Sandberg cites a 1999 study suggesting stereotype threat undermines the performance and interest of girls and women for STEM careers – Science, Technology, Engineering, Mathematics. She writes that it “is one of the key reasons that so few study computer science” (Ch 1).
There is no question that women are underrepresented in computer science (CS) and information technology (IT). Stereotype threat may be one factor. Stereotyping by others is another. In 2006 Karen Scales, Mary Ann Edwards, and I published a study about women in IT. Several studies we reviewed addressed socio-cultural assumptions:
-- Women receive less encouragement to master computer skills than men do (Smith, 2005).
-- Educators are influenced by socio-cultural assumptions about IT and computer science and “steer women away” (Ray et al., 1999).
-- Some teachers (17%) and guidance counselors (12%) discouraged young women from IT (Turner et al., 2002).
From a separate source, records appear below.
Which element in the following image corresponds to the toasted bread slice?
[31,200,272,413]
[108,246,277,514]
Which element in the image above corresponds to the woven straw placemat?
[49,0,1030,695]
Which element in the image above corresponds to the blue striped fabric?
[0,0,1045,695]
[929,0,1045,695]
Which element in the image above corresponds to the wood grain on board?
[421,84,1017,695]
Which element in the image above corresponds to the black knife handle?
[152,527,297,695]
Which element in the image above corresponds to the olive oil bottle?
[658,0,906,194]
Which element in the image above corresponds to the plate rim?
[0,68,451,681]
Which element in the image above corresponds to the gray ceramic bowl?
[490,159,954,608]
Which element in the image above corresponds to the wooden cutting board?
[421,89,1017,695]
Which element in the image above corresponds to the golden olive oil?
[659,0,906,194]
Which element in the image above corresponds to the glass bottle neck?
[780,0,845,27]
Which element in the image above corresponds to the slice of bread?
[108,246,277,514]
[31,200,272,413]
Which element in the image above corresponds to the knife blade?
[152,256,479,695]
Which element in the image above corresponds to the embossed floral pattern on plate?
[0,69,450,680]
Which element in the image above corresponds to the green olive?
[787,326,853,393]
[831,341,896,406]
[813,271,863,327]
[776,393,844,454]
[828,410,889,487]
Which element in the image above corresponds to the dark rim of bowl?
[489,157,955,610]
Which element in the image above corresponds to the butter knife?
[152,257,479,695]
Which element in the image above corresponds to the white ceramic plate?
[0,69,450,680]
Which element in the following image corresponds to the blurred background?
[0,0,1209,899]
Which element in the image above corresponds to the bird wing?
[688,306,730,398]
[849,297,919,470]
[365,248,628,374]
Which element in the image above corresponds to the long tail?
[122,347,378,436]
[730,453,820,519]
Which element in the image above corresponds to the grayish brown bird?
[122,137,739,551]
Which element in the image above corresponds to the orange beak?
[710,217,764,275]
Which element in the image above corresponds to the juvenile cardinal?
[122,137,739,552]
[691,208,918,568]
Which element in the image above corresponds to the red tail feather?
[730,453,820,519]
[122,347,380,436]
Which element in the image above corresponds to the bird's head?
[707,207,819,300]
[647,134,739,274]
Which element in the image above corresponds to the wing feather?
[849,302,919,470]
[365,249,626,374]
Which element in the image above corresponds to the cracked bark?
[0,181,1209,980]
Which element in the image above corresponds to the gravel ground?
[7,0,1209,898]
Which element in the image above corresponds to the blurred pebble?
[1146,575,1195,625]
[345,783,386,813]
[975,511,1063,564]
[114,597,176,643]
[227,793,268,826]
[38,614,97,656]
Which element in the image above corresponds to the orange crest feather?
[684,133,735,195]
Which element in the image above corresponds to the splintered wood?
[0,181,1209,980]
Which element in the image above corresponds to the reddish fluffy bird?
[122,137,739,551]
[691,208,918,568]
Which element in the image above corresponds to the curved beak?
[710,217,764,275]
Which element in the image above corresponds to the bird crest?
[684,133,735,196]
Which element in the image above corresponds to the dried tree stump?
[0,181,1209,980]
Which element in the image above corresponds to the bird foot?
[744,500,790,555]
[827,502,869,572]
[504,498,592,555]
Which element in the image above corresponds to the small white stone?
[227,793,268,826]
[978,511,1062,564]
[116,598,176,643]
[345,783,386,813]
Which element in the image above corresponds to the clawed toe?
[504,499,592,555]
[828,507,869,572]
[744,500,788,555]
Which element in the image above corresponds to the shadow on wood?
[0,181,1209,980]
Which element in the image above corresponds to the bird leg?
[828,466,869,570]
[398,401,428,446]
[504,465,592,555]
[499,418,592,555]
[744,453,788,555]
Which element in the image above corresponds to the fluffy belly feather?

-- To quote one director of undergraduate computer science programs, “Somehow teachers . . . are pushing the idea that this is not a field for girls” (in Grupta & Houtz, 2000).
-- In Malaysia women and men pursued undergraduate computer science degrees in near equal numbers. Key CS/IT university administrators and the majority of the computer science faculties were women. Because of the prevalence of female role models and mentors, for young Malaysian women “pursuing a career in CS/IT is a normal, indeed, unremarkable option” (Othman and Latih, 2006, p.114).
What determines whether of not a woman pursues computer science or IT? To quote from our study:
-- Adya and Kaiser (2005) concluded, “parents, particularly fathers, are the key influencers of girls’ choice of IT careers” (p. 230).
-- Turner et al. (2002) surveyed members of Systers, a listserv for women in IT. For the 275 women who responded, fathers were cited as encouraging by 42% and high school teachers by 37%. For women who earned an undergraduate degree in IT or computer science, by far the most important influences on their career choices were family and teachers, the most frequently mentioned influence being fathers.
The Systers survey also found that only about one third of women in their IT survey had majored in computer science or IT as undergraduates. Richard Rashid, a senior vice president at Microsoft in 2005, suggested to educators, “You need to talk about the romance of the field. It’s not all about people sitting in cubicles eating pizza and typing away endless hours on a keyboard” (Foster, 2005, p. A32). We agree. We found about 90% of the women in our study perceived computer and IT careers as creative activities.
Women are underrepresented in CS/IT. But there are factors we can address individually and institutionally – assumptions about women in IT, the role of teachers, the role of fathers, the way we market computer science and IT.
For references for the above cited studies, see Ballard, J., Scales, K., & Edwards, M. A. (2006). Perceptions of information technology careers among women in career development transition. Information Technology, Learning, and Performance Journal, 24 (2), 1-9.